Examining the Relationship between Heavy Alcohol Use and Assaults: With Adjustment for the Effects of Unmeasured Confounders

National Drug Research Institute, Curtin University, P.O. Box U1987, Perth, WA 6845, Australia

Received 20 November 2014; Revised 12 March 2015; Accepted 16 March 2015

Academic Editor: Nana Kwame Anokye

Copyright © 2015 Wenbin Liang and Tanya Chikritzhs. This is an open access article distributed under the Creative Commons Attribution License, which permits unrestricted use, distribution, and reproduction in any medium, provided the original work is properly cited.

Abstract

Background. Experimental studies suggest that alcohol can lead to aggression in laboratory settings; however, it is impossible to test the causal relationship between alcohol use and real-life violence among humans in randomized clinical trials. Objectives. (i) To examine the relationship between heavy alcohol use and assaults in a population based study; (ii) to demonstrate the proxy outcome method, as a means of controlling the effects of unknown/unmeasured confounders in observational studies. Methods. This study used data collected from three waves of the National Survey on Drug Use and Health (NSDUH). The effects of heavy alcohol use on assault were measured using multivariable logistic regressions in conjunction with the proxy outcome method. Results.
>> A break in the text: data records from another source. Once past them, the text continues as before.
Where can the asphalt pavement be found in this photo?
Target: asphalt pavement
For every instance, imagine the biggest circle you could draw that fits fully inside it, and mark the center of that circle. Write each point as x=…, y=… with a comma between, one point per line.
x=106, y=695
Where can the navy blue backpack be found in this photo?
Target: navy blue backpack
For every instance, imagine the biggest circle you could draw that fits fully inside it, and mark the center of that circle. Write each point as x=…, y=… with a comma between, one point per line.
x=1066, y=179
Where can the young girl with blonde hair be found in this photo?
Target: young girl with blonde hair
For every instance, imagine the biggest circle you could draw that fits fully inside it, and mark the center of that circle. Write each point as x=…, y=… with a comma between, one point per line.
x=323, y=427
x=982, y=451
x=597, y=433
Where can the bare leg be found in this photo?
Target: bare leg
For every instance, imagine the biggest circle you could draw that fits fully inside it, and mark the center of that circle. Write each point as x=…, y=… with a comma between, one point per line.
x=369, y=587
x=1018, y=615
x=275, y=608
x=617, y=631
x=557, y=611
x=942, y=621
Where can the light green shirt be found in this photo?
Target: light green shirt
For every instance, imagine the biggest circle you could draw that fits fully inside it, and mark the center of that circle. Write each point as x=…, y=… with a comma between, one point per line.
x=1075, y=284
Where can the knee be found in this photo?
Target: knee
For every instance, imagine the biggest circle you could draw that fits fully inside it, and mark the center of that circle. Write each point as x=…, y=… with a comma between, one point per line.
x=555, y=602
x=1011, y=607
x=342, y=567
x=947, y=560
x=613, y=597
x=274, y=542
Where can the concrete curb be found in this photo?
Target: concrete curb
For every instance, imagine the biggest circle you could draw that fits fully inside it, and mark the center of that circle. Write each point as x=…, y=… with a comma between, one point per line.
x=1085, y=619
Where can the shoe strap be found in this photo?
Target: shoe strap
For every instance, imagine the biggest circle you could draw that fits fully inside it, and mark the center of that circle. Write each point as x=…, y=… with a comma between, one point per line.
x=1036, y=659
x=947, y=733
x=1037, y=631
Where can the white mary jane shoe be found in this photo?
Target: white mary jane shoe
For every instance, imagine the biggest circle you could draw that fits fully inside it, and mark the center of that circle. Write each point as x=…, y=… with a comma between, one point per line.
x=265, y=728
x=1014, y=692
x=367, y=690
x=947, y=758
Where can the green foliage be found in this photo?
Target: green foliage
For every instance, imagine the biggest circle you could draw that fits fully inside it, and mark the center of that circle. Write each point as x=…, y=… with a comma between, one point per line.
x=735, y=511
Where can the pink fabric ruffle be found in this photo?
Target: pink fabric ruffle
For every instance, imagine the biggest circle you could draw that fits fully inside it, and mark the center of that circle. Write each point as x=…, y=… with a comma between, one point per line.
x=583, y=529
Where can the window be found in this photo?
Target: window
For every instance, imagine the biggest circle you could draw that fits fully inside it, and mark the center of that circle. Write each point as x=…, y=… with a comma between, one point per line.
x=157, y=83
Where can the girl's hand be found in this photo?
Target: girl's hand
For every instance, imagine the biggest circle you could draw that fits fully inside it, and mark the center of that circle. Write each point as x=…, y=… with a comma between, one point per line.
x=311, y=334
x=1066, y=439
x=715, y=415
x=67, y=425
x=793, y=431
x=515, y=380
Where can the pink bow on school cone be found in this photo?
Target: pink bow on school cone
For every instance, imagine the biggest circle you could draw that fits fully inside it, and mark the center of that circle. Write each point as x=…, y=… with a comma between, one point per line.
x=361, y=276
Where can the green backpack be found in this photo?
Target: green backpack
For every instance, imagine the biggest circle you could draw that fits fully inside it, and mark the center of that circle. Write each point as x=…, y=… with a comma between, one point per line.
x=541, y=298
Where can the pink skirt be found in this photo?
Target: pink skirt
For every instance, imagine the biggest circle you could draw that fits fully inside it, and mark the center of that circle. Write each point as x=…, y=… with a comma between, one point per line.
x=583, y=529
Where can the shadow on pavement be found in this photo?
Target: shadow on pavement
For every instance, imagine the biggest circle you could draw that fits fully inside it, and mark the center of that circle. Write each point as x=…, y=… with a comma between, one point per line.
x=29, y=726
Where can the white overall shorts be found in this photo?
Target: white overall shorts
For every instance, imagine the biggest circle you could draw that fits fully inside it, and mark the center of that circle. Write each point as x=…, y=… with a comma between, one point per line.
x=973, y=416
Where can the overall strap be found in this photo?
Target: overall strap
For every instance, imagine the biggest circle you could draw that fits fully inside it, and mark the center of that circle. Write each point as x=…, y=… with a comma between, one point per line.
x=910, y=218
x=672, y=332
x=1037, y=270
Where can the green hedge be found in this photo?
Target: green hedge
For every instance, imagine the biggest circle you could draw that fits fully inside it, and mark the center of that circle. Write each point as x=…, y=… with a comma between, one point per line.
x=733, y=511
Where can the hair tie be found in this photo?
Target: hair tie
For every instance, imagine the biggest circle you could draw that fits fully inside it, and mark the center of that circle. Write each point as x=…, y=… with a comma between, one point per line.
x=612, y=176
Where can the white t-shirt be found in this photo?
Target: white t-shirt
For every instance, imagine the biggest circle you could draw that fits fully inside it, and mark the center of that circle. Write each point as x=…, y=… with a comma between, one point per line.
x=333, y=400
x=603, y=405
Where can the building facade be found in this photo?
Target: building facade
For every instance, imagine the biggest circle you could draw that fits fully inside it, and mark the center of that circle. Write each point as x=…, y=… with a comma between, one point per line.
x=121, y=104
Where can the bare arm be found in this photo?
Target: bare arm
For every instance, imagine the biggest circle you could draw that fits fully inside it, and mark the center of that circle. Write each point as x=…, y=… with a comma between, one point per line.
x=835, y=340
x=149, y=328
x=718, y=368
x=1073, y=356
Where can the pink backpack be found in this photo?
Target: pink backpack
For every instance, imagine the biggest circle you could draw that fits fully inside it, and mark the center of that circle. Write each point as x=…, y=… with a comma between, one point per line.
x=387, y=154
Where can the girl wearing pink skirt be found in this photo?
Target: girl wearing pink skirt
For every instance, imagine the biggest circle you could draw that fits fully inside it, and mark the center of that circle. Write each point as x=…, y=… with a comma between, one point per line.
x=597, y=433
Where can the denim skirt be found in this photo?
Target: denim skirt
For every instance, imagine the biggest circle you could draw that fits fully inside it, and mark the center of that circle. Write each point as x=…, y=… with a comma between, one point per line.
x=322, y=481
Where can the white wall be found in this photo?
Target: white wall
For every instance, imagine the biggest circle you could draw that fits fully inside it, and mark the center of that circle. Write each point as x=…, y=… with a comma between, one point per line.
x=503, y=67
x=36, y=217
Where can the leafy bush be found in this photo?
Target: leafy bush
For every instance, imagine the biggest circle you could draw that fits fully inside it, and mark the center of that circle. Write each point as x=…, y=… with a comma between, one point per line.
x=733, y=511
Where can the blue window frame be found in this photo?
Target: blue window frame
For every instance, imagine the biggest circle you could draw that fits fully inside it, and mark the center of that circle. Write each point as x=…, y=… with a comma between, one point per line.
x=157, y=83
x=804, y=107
Application of the proxy outcome method indicated that effect sizes of heavy alcohol use on the risk of assault were overestimated in the standard models. After adjusting for the effects of unknown/unmeasured confounders, the risk of assault remained 43% and 63% higher among participants who consumed 5+ drinks/day for 5–8 days/month and 9–30 days/month, respectively. Conclusions. Even after adjustment for unknown/unmeasured confounders the association between heavy alcohol use and risk of violence remained significant. These findings support the hypothesis that heavy alcohol use can cause violence.